A Kalman Filter Based Framework for Monitoring the Performance of In-Hospital Mortality Prediction Models Over Time

TL;DR

The paper tackles the problem of comparing binary classifier performance over time when real-world data batches vary in size and class distribution, which biases metrics like $AUCROC$. It introduces a Kalman-filter–based framework that estimates a time-varying mean performance $\theta_t$ and its variance by incorporating current batch statistics $m_t$, $n_t$, and extrapolating the uncertainty to the next window, using $z_t$ (sample $AUCROC$) and $r_t$ (variance) with a conservative upper bound when positives are scarce.
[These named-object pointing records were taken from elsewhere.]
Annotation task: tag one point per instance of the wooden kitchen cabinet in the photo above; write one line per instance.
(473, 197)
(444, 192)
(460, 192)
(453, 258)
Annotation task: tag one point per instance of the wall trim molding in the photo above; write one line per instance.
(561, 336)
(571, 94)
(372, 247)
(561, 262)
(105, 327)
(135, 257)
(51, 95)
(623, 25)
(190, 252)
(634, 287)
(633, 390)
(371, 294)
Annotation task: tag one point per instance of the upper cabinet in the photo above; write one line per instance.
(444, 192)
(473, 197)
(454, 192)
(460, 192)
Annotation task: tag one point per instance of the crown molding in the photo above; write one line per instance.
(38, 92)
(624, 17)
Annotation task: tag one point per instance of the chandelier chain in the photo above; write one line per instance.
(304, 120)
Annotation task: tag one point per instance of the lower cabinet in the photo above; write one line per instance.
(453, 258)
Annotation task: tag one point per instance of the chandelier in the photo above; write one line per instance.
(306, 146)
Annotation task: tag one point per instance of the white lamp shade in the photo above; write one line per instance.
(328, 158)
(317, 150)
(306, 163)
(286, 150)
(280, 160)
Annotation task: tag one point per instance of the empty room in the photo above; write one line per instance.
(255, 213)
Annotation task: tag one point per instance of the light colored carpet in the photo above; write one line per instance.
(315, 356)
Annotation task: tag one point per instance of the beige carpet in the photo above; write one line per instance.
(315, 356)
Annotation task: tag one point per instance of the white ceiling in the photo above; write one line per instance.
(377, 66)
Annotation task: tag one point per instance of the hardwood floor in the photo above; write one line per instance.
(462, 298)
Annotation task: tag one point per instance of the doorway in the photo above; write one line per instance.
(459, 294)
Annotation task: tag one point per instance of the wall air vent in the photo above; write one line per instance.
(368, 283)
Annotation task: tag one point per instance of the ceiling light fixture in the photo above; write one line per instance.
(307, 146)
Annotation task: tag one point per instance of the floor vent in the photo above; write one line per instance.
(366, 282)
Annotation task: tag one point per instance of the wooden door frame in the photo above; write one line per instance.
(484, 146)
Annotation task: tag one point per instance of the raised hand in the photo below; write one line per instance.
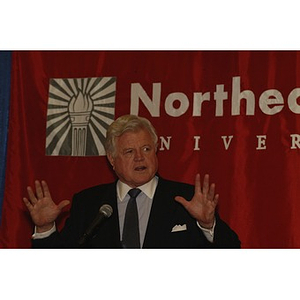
(41, 207)
(203, 204)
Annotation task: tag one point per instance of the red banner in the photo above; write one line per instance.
(232, 114)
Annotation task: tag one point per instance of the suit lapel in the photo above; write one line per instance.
(160, 216)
The method is demonstrated on synthetic data and a retrospective 2-day-ahead in-hospital mortality model for COVID-19 (2021–2022), showing that filtered performance remains stable despite changes in disease variants, treatments, and hospital operations, and highlighting the framework's potential generalization to other metrics such as AUCPR. The work provides a practical approach for real-world monitoring of predictive performance, enabling fair cross-period comparisons and more reliable deployment decisions in healthcare settings.

Abstract

Unlike in a clinical trial, where researchers get to determine the least number of positive and negative samples required, or in a machine learning study where the size and the class distribution of the validation set is static and known, in a real-world scenario, there is little control over the size and distribution of incoming patients. As a result, when measured during different time periods, evaluation metrics like Area under the Receiver Operating Curve (AUCROC) and Area Under the Precision-Recall Curve(AUCPR) may not be directly comparable. Therefore, in this study, for binary classifiers running in a long time period, we proposed to adjust these performance metrics for sample size and class distribution, so that a fair comparison can be made between two time periods. Note that the number of samples and the class distribution, namely the ratio of positive samples, are two robustness factors which affect the variance of AUCROC. To better estimate the mean of performance metrics and understand the change of performance over time, we propose a Kalman filter based framework with extrapolated variance adjusted for the total number of samples and the number of positive samples during different time periods. The efficacy of this method is demonstrated first on a synthetic dataset and then retrospectively applied to a 2-days ahead in-hospital mortality prediction model for COVID-19 patients during 2021 and 2022. Further, we conclude that our prediction model is not significantly affected by the evolution of the disease, improved treatments and changes in hospital operational plans.

Figures (6)

• Figure 1: Causes of change in predictive model performance over time. The direct causes are those factors that affect mean and variance of evaluation metrics. Note that all factors in this figure may change over time. Besides, the categorization of factor types is metric dependent. Number of ground truth positive samples only affects the variance of AUCROC, but both mean and variance of Area under the Precision-Recall Curve.
• Figure 2: Monthly AUCROC performance (the blue line) of 2 days ahead in-hospital mortality prediction model for COVID-19 patients. The model is trained on 2020 data only then tested retrospectively in 2021 and 2022. The grey line suggests a strong seasonal trend of number of hospitalized patients per month. Generally, the scale of performance fluctuation, in another word, sample variance, tends to be large when number of patients is low. This is no coincident.
• Figure 3: Proposed Kalman Filter based framework for estimating model performance over time. Changes made to the classical Kalman filter is highlighted in the red boxes.
• Figure 4: Results of a 3-Phase Simulation. Ground Truth AUCROC is in black, raw AUCROC is in blue and filtered AUCROC is in red. Phase 1:Step 0-19. Ground truth AUCROC and (Binary)Class distribution (5%) stays the same. However, the total number of samples starts at 5000 and gradually decreased to 50. Phase 2:Step 20-39. Ground truth AUCROC is unchanged. The total number of samples remains 400 during this phase. However, positive ratio is gradually decreased to 2%. Phase 3: Step 40-59. Declined AUCROC, same positive ratio (2%) as in the previous phase, gradually increasing total number of samples from 400 to 5000.
• Figure 5: Raw monthly AUCROC values of 2 days ahead in-hospital mortality prediction model for COVID-19 patients are represented by the black solid line, the same as the one in Fig. 2. Filtered AUCROC in red. 95% confidence intervals of both raw and filtered AUCROC are in dotted/dashed lines of the respective color.